Want to work well into retirement? Try marijuana
Published: Mar 21, 2019 10:51 a.m. ET
Weed could push the hours we work higher.
A new study published in the spring 2019 issue of the Journal of Policy Analysis and Management finds that the passage of medical marijuana laws seems to help reduce pain levels and increase the number of hours worked by older adults.
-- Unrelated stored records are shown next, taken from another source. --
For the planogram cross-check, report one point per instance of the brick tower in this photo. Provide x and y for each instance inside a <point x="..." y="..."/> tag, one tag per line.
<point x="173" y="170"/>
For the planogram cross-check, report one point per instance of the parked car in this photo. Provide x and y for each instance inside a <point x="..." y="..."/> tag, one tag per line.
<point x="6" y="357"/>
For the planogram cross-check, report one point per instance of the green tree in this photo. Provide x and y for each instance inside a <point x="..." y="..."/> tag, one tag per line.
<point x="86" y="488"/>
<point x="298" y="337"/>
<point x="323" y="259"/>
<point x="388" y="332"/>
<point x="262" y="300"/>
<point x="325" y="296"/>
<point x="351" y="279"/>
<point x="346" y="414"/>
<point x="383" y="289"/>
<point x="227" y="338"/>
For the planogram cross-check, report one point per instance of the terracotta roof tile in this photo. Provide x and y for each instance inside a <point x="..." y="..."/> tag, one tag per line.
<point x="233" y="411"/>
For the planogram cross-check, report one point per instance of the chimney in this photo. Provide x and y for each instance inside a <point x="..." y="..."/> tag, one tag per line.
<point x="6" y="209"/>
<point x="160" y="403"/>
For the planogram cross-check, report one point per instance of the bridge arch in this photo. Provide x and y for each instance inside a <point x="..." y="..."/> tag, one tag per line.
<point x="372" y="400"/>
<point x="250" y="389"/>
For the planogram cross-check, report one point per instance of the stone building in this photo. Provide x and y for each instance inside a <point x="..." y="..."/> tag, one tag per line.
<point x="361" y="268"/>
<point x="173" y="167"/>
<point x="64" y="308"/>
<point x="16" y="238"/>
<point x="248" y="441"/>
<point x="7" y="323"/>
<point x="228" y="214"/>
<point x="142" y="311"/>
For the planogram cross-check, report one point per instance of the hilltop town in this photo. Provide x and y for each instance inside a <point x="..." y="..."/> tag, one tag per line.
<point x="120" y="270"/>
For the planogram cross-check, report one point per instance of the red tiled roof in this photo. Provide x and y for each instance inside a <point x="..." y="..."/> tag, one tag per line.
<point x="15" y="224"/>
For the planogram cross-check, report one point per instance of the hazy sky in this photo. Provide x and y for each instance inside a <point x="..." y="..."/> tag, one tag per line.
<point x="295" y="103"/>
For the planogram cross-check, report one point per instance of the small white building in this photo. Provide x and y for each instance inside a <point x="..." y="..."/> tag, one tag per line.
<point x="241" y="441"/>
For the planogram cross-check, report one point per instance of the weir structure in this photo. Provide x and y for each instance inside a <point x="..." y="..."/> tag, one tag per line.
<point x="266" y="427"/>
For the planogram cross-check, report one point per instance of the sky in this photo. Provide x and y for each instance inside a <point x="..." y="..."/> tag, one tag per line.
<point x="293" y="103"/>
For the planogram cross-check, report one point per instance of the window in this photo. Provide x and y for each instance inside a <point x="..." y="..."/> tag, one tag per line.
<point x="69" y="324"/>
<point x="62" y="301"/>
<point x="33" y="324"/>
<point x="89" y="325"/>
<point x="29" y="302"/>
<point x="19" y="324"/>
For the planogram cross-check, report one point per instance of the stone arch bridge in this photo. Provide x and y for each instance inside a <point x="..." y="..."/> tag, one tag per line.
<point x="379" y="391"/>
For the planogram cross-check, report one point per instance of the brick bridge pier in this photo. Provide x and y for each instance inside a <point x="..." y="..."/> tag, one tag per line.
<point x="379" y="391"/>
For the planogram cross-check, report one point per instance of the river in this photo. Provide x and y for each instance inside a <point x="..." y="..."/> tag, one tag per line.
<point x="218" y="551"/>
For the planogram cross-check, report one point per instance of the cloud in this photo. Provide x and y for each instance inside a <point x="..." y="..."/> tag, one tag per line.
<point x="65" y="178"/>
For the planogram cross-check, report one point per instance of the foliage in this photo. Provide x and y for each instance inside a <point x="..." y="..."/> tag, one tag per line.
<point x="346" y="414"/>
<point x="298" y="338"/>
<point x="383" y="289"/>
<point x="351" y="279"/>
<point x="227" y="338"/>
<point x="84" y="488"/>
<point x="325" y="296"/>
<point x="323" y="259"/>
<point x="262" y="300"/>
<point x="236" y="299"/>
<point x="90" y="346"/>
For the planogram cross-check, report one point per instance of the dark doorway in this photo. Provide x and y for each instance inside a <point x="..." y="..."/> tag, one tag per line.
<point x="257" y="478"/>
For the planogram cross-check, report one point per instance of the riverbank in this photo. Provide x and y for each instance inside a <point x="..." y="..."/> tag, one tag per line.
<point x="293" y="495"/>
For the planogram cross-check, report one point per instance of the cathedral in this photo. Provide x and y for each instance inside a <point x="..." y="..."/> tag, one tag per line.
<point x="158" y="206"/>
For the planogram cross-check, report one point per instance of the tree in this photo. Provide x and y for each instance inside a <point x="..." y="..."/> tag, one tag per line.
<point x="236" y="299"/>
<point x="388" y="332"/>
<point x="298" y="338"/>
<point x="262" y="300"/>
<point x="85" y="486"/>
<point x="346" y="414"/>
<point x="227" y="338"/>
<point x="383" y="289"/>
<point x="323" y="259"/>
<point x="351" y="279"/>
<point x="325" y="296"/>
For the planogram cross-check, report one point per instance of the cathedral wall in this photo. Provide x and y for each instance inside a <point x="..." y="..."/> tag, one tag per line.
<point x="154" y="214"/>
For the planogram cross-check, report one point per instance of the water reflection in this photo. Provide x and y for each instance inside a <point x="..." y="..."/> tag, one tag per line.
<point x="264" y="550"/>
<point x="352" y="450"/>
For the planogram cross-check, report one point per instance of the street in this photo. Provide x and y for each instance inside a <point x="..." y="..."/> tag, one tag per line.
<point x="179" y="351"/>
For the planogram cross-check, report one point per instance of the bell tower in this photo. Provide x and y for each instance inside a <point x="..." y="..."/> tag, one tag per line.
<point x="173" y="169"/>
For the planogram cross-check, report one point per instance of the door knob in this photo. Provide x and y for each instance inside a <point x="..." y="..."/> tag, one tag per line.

“Three principle findings emerge from our analysis,” the study authors reveal. “First, active state medical marijuana laws lead to lower pain and better self-assessed health among older adults. Second, state medical marijuana laws lead to increases in older adult labor supply … Third, the effects of medical marijuana laws are largest among older adults with a health condition that would qualify for legal medical marijuana use under current state laws.”
The results were significant: Among those who — because of a health issue — would qualify for medical marijuana in their state, the researchers found a 4.8% decrease in pain and a 6.6% increase in reported good or excellent health. They also found a 7.3% increase in levels of full-time work among people who qualified for medical marijuana.
“Medical marijuana laws increased hours worked by those who were already working … and increased the share of older adults who were working full time versus not working or working part-time,” explains Lauren Hersch Nicholas, an assistant professor in the Bloomberg School’s Department of Health Policy and Management. However, she notes that there was “no change in movement in and out of the labor force, so medical marijuana laws didn’t seem to delay retirement or allow people to return to work if they had already stopped working.”
The researchers analyzed more than 100,000 survey responses from people ages 51 and older over 20 years. They then matched the dates when medical marijuana laws took effect to the survey responses to track the possible effects of these policy changes.
Of course, this doesn’t prove that the laws cause these positive pain and labor force effects, but it does strongly hint that medical marijuana may be a key to cutting pain and lengthening the ability to work for older people, the researchers concluded. “We think that the increase in hours worked reflects 3 factors: 1) better symptom control, such as less pain for some users; 2) fewer work-precluding side effects for users switching from other treatment regimens such as opioid pain management; 3) reduced need to supply caregiving for family members who can now use medical marijuana for symptom relief,” says Hersch Nicholas.
That finding may speak to many of us, as Americans plan to work longer: Indeed, more than half of people ages 35 and older say they expect to work past age 65, according to data from AARP. More than one in 10 expect to work in their 80s and beyond.
It’s important to note that marijuana is not without serious side effects: The Mayo Clinic says that it can cause cognitive impairment, headache, dizziness, fatigue and paranoid thinking, among other effects. And no one should take it without consulting a doctor first.
According to the National Conference of State Legislatures, more than 30 states have some kind of medical marijuana law on the books. The Mayo Clinic shows that it may help with conditions like glaucoma, nausea and vomiting associated with cancer treatment, pain, seizures and muscle stiffness and spasms caused by multiple sclerosis.
“Our study is important because of the limited availability of clinical trial data on the effects of medical marijuana,” says Nicholas said in a statement. (More than half of older adults in the study reported one or more chronic condition with symptoms that could be treated with medical marijuana.) “While several studies point to improved pain control with medical marijuana, research has largely ignored older adults even though they experience the highest rates of medical issues that could be treated with medical marijuana.”